Having constructed all pairwise distances among our data, we find the smallest pairwise distance and “fuse” those two points. We repeat this operation until all data points have been fused.

This “fusion” operation is encoded in the dendrogram at right– “branches” that split lower in the tree (i.e., closer to the leaves) correspond to pairs of points that were fused earlier– that is, points that are more similar to one another.

Now, with this tree structure in hand, we can split our data into any number of clusters we like by “cutting” the tree at a given level.

For example, if we split the tree at the level 5 (i.e., draw a horizontal line at \(y=5\)), we would “cut” the tree into two subtrees, corresponding to two different clusters in the data.

plot(hc_results, labels=FALSE); # Suppress the leaf labels 
abline(h=5, col='red');

On the other hand, splitting the tree at level 3.5 gives us three clusters.

plot(hc_results, labels=FALSE); # Suppress the leaf labels 
abline(h=3.5, col='red');

The advantage of hierarchical clustering, then, is that it doesn’t require us to choose the number of clusters ahead of time– often, it shows us what the “natural” number of clusters is.

For example, in the iris data here, it kind of looks like the “right” choice is two clusters.

Of course, we know that isn’t the “right” number, though– there are three species in the data!

How well did hierarchical clustering do at capturing that “true” cluster structure? Let’s examine by coloring the leaves according to their species.

# R is annoying about this-- we need to write a function to gives each leaf of the tree its color.
# You can safely treat this function as a black box unless you want to get some
# good software engineering practice.

label_color <- function(x) {
  
  # We don't want this code to run on anything that isn't a leaf node.
  if( is.leaf(x) ) {
    # "label"" is an attribute held by every leaf object.
    # it defaults to the row number in the data.
    rownumber <- attr(x, "label");
  
    # Use that row number to retrieve the true species label
    species <- iris[rownumber,]$Species;
  
    ## set label color to red, green or blue according to species.
    labcol <- c('red', 'green', 'blue')[unclass(species)]
    # nodePar is a list of attributes that drive plotting of the leaves
    # (e.g., color, size, etc.), so let's update it.
    attr(x,"nodePar") <- list(lab.col=labcol);
  }
  
  return(x)
}

# Now, apply this coloring function to our dendrogram.
iris_dendro <- dendrapply(as.dendrogram(hc_results), label_color)

plot(iris_dendro);

Hmm. Well, it looks like our “natural” choice to split the data basically would chop the green cluster in half. This seems to suggest that we’re doing something wrong… What could it be? When in doubt, look at the data!
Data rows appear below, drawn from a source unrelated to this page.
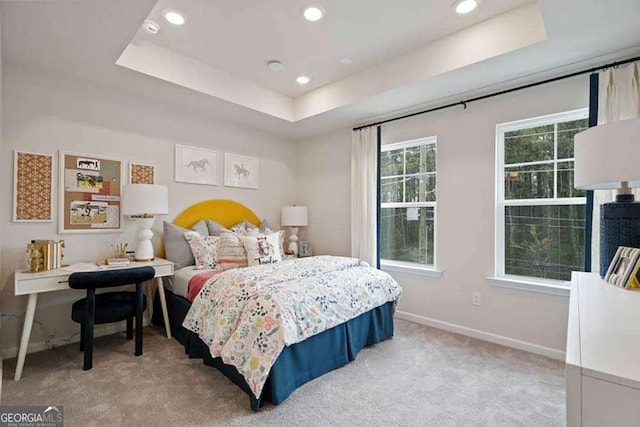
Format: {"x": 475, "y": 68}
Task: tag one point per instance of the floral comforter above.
{"x": 248, "y": 315}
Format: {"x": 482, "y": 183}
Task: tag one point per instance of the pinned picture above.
{"x": 89, "y": 212}
{"x": 90, "y": 164}
{"x": 83, "y": 181}
{"x": 196, "y": 165}
{"x": 241, "y": 171}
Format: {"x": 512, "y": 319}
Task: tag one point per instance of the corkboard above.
{"x": 90, "y": 188}
{"x": 32, "y": 187}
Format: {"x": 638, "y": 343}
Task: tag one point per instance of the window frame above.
{"x": 404, "y": 266}
{"x": 518, "y": 281}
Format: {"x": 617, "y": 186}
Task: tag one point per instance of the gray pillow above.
{"x": 214, "y": 228}
{"x": 247, "y": 225}
{"x": 264, "y": 224}
{"x": 176, "y": 247}
{"x": 201, "y": 228}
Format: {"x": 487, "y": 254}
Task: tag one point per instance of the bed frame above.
{"x": 298, "y": 363}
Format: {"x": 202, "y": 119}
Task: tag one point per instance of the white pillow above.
{"x": 204, "y": 249}
{"x": 262, "y": 249}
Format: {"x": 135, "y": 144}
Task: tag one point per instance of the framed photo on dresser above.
{"x": 623, "y": 270}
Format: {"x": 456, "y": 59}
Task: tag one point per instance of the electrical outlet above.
{"x": 475, "y": 298}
pairs(iris[,1:4], col=iris_colors);

Pay attention to the scales on the x- and y-axes in these plots. The different measurements are on very different scales!

Question: why is that a bad thing for the hierarchical clustering that we just did? (this is a tricky question– maybe a better question is “what operation did we do without thinking about it much?”)

Well, let’s get all these numbers on the same scale and see what happens.

# scale recenters and renormalizes each column. See ?scale
iris_scaled <- as.data.frame( scale( iris[,1:4] ) );
iris_scaled$Species <- iris$Species

pairs(iris_scaled[,1:4], col=iris_colors)

Okay, looks about the same, except that the scale has changed. Let’s try hierarchical clustering again.

iris_scaled_dists <- dist( iris_scaled [,1:4] ); #ignoring col 5, species labs 
hc_scaled_results <- hclust( iris_scaled_dists ); 
# Reminder: label_color is our coloring function defined above.
iris_scaled_dendro <- dendrapply(as.dendrogram(hc_scaled_results), label_color)
plot(iris_scaled_dendro);

Hmm. Still not great, but it’s definitely better.

What’s really going on here is that hierarchical clustering can get really badly messed up if it makes a few mistakes “early on” in the fusion process. There are ways to ameliorate this– for example, we can modify how the “fusion” (a.k.a. “linking” in the literature) step happens. See ISLR for discussion.

I don’t mean to beat up on hierarchical clustering, here. There are problems that it does really well on!

But this is intended as a cautionary tale that not every method is a magic bullet for every data set.